Sterk verhoogde nitraatconcentraties in drinkwater kunnen gezondheidsproblemen veroorzaken. In oppervlaktewater veroorzaken ze giftige algenbloei. De afbraak van dode algen kan vervolgens leiden tot de vorming van zuurstofloze zones, die vissterfte tot gevolg heeft. Verder heeft de neerslag van stikstofverbindingen uit de lucht geleid tot een afname in de diversiteit aan plantensoorten. De geschatte kosten van stikstofeffecten variëren in Europa van 70 tot 320 miljard euro per jaar, wat overeenkomt met een jaarlijks welvaartsverlies van 150 tot 740 euro per Europese burger. Daarmee behoort het verlies van stikstof naar lucht en water tot de grootste milieuproblemen.
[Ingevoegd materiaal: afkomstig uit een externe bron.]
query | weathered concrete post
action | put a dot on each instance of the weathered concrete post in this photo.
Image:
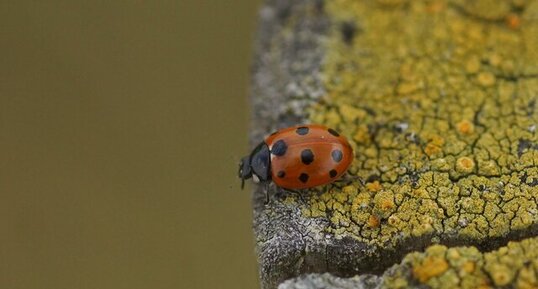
(438, 99)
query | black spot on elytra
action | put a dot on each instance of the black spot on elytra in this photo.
(307, 156)
(333, 132)
(337, 155)
(333, 173)
(302, 130)
(279, 148)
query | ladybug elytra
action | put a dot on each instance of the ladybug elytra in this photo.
(298, 157)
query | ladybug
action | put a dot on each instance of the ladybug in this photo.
(298, 157)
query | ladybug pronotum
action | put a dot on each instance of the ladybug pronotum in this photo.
(298, 157)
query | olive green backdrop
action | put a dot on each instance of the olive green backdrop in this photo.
(121, 124)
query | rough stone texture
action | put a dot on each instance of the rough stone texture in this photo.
(438, 100)
(327, 281)
(511, 266)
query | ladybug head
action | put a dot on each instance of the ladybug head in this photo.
(257, 165)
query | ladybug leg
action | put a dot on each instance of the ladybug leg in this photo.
(299, 193)
(347, 177)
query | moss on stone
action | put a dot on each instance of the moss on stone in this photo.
(438, 100)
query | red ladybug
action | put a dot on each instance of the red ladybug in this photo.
(298, 157)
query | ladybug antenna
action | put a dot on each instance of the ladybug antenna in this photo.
(245, 171)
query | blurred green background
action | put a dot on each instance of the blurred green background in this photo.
(121, 125)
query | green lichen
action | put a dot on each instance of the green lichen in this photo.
(438, 100)
(466, 267)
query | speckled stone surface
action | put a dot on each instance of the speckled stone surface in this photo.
(511, 266)
(438, 100)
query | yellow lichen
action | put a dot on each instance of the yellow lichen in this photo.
(437, 98)
(514, 265)
(430, 267)
(465, 165)
(465, 127)
(486, 79)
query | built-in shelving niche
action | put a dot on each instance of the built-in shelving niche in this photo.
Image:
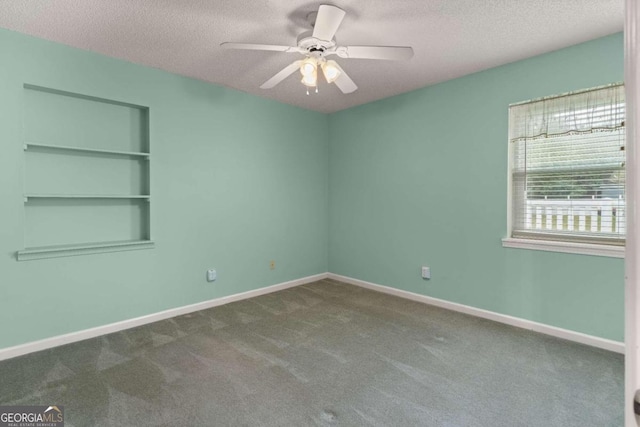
(87, 175)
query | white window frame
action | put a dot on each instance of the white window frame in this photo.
(549, 245)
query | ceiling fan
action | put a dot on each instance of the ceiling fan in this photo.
(319, 43)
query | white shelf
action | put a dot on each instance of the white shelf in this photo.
(84, 196)
(82, 249)
(86, 150)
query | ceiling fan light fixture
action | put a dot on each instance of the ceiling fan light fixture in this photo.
(309, 66)
(309, 71)
(331, 70)
(310, 80)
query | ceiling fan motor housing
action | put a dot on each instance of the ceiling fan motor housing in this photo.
(313, 45)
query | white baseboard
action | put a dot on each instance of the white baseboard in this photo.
(30, 347)
(566, 334)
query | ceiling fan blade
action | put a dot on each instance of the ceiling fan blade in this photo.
(283, 74)
(393, 53)
(328, 20)
(254, 46)
(344, 82)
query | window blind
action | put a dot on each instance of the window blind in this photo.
(568, 167)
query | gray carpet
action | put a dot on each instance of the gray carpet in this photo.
(326, 353)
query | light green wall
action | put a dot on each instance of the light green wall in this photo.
(415, 179)
(421, 179)
(233, 187)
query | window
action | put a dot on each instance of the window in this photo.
(567, 173)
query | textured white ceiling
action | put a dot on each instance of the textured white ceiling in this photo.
(450, 38)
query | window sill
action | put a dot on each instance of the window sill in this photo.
(565, 247)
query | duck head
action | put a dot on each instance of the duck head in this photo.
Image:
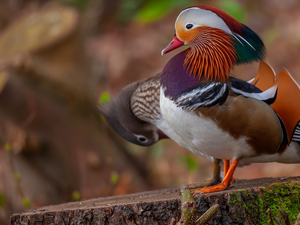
(217, 42)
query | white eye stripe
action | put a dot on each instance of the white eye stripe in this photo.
(193, 25)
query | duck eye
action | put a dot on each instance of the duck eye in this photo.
(189, 26)
(142, 139)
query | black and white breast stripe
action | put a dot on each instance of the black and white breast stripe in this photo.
(296, 134)
(204, 95)
(212, 93)
(268, 96)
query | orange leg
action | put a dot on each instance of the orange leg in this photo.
(225, 182)
(226, 166)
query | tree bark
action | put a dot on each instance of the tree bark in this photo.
(246, 202)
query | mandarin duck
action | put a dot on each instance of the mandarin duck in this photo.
(220, 115)
(135, 115)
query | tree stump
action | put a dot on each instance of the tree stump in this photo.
(246, 202)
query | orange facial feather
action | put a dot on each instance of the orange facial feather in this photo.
(212, 54)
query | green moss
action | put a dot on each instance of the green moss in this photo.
(279, 196)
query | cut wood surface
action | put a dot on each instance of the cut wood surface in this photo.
(246, 202)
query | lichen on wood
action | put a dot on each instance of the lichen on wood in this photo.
(245, 203)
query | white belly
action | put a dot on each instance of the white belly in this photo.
(202, 135)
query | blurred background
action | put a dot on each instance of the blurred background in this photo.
(58, 59)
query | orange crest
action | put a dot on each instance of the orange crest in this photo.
(212, 54)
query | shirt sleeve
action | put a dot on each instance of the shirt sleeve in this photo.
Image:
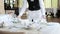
(24, 7)
(42, 7)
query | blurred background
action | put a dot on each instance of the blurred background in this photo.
(12, 6)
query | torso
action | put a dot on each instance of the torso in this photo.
(33, 5)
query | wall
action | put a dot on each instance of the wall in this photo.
(2, 7)
(51, 3)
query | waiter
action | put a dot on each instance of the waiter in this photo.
(36, 10)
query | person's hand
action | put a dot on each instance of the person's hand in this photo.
(18, 16)
(43, 16)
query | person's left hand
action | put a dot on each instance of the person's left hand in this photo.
(43, 16)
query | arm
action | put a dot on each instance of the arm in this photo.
(24, 7)
(42, 7)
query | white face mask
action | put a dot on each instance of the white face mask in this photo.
(32, 0)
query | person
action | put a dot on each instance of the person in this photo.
(36, 10)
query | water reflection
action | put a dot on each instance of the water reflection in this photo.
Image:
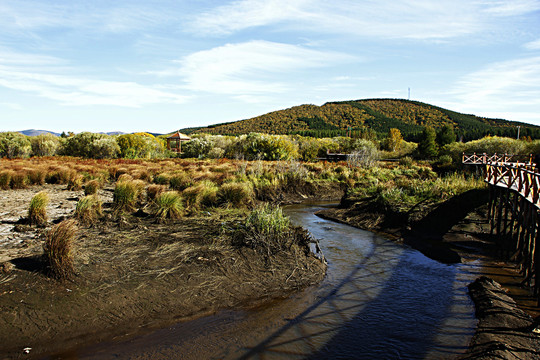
(380, 300)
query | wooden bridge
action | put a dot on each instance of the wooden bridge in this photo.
(513, 212)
In veruit de meeste Afrikaanse landen is overigens nog steeds sprake van stikstofgebrek. Om tot een oplossing te komen voor het stikstofprobleem is het essentieel om de efficiëntie van het stikstofgebruik te verhogen. Bij eenzelfde stikstofgebruik neemt hierdoor de voedselproductie toe in landen met een stikstofgebrek en in overschotgebieden zijn de negatieve gevolgen van stikstof voor het milieu minder. Daarbij moet worden gedacht aan beperking van kunstmestgebruik, precisiebemesting, ontwikkeling van meer stikstofefficiënte gewasvariëteiten en dergelijke. Waar stikstofverliezen onvermijdbaar zijn, dient te worden gewerkt aan hergebruik van stikstof in de vorm van kunstmest.
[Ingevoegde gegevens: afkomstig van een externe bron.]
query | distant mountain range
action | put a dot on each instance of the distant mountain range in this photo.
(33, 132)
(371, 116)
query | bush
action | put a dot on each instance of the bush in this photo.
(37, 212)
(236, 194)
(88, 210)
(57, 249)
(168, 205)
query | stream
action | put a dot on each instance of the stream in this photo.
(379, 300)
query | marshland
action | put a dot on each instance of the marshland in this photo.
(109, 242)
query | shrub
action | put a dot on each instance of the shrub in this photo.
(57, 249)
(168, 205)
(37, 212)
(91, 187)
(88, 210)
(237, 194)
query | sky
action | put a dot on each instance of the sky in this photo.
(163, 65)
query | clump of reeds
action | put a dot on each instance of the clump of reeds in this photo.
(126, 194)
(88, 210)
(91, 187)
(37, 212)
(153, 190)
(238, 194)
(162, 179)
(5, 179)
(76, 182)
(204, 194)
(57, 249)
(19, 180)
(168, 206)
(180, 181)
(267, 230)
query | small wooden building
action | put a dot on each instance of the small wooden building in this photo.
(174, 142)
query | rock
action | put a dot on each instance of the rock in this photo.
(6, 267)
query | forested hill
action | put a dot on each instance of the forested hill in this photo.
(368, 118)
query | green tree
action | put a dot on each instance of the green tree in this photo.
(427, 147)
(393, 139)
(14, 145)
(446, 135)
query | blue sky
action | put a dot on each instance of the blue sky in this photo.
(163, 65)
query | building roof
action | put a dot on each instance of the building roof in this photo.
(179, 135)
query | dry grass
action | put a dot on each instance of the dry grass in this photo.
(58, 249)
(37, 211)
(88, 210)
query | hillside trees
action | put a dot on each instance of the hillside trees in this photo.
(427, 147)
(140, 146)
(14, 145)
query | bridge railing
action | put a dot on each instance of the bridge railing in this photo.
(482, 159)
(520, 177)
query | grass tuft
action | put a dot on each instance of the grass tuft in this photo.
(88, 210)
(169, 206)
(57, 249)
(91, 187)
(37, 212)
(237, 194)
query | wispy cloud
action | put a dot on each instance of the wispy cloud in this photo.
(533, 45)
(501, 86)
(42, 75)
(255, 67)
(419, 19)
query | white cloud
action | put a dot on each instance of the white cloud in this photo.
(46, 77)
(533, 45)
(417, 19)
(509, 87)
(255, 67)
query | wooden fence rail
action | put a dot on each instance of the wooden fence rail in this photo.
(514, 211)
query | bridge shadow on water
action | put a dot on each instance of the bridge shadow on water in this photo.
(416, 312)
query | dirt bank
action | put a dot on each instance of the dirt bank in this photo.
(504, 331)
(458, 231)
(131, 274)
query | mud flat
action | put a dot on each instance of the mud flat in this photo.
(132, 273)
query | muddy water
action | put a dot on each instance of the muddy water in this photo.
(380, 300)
Ruim driekwart van de stikstof die wordt verwijderd in afvalwaterzuiveringsinstallaties, is afkomstig uit urine. Door de introductie van toiletten die feces en urine apart opslaan, kan de recycling van stikstof sterk worden verbeterd. Als dit niet lukt, kan worden ingezet op maatregelen die het verlies laten plaatsvinden in de vorm van onschadelijk luchtstikstof. Zo wordt bij rioolwaterbehandeling nitraat door bacteriën omgezet in luchtstikstof, een maatregel die specifiek van belang is in ontwikkelingslanden. Een recent voorbeeld is het gebruik van houtsnippers in afwateringssystemen, waardoor hetzelfde proces plaatsvindt.
Ten slotte is verandering van ons gedrag noodzakelijk. Dat begint bij vermindering van voedselverspilling. Als er geen verlies was, zou er gemiddeld slechts 3 in plaats van 5 kilogram kunstmest nodig zijn voor 1 kilogram graan. Voor de productie van vlees zou het gebruik van kunstmest met een kwart afnemen.
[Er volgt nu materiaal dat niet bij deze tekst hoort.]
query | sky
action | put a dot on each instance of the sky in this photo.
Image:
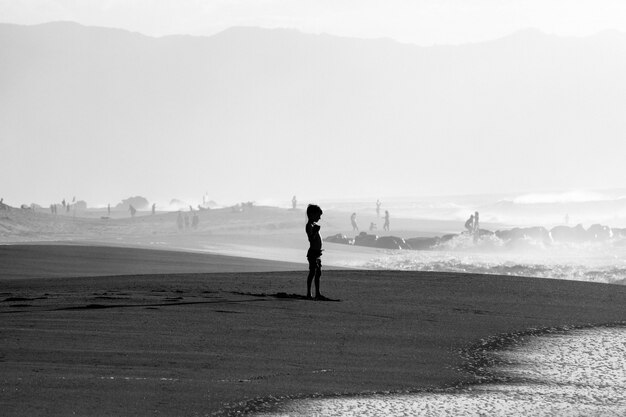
(423, 22)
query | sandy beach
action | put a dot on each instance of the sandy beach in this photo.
(208, 343)
(125, 316)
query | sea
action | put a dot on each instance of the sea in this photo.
(564, 372)
(594, 261)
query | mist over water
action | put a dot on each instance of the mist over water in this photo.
(594, 261)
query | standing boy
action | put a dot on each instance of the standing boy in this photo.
(314, 213)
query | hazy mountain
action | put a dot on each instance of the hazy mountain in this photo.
(255, 112)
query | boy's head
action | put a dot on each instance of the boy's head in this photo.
(313, 212)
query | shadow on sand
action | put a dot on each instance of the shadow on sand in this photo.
(285, 295)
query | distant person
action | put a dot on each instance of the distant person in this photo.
(469, 224)
(179, 221)
(314, 213)
(476, 227)
(476, 223)
(355, 228)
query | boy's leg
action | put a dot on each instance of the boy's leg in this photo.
(309, 280)
(318, 274)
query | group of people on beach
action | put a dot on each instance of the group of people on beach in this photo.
(355, 226)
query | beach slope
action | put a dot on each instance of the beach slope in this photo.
(202, 343)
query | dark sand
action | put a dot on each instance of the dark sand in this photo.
(191, 344)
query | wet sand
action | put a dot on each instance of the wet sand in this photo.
(198, 343)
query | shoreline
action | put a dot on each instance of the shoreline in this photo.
(185, 343)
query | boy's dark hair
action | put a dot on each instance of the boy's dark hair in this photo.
(313, 209)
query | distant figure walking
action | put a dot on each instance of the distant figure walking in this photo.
(476, 223)
(355, 228)
(386, 225)
(179, 221)
(195, 220)
(469, 224)
(312, 229)
(476, 227)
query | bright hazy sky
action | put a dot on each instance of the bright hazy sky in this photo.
(424, 22)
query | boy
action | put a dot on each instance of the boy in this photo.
(314, 213)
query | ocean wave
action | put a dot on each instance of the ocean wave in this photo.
(603, 269)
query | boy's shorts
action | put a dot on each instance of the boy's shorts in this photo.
(314, 263)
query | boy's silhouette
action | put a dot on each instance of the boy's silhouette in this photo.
(314, 213)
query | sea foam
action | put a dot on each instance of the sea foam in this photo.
(580, 373)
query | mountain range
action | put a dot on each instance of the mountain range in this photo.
(251, 113)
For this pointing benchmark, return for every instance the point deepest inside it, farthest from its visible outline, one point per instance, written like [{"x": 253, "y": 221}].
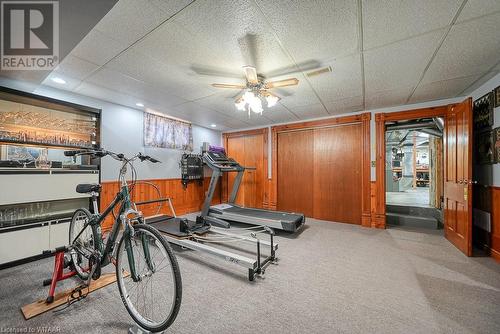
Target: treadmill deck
[{"x": 275, "y": 219}]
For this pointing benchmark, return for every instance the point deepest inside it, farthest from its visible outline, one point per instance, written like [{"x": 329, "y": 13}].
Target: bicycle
[{"x": 152, "y": 297}]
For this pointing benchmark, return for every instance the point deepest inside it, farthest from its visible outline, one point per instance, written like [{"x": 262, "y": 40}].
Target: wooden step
[{"x": 32, "y": 310}]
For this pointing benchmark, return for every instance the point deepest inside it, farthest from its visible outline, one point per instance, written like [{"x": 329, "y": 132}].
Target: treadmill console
[
  {"x": 217, "y": 157},
  {"x": 220, "y": 160}
]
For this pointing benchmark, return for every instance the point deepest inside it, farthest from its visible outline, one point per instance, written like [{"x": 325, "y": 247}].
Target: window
[{"x": 167, "y": 133}]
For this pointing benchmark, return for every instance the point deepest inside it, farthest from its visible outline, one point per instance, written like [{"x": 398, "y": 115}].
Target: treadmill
[{"x": 220, "y": 215}]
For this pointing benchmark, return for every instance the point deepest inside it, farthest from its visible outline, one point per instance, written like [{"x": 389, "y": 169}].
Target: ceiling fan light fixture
[
  {"x": 271, "y": 100},
  {"x": 240, "y": 105}
]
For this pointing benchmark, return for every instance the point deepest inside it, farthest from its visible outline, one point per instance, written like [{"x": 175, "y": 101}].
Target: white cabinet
[{"x": 23, "y": 243}]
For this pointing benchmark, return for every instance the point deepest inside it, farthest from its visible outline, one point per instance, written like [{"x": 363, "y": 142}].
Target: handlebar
[{"x": 102, "y": 153}]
Daarnaast is een verandering in het consumptiepatroon gewenst, met name een vermindering van de (over)consumptie van dierlijke eiwitten. In landen als China en India wordt een sterke toename van de vleesconsumptie verwacht. Als spiegel voor ons: als deze landen een inname van dierlijke eiwitten zouden hebben zoals in Europa, zou de vraag naar stikstofkunstmest bijna verdubbelen. De lage voedselprijzen van de afgelopen tientallen jaren zijn mede oorzaak van de enorme voedselverspilling en overmatig voedselgebruik. Behalve tot milieuproblemen heeft dit geleid tot een toename van gezondheidsproblemen door overgewicht. Verantwoordelijk menselijk gedrag ligt aan de basis van de oplossing van het stikstofprobleem.
De auteur is hoogleraar integrale modellering van stikstofeffecten aan Wageningen Universiteit. Vanmiddag hield hij zijn oratie over stikstof en ecosysteemdiensten.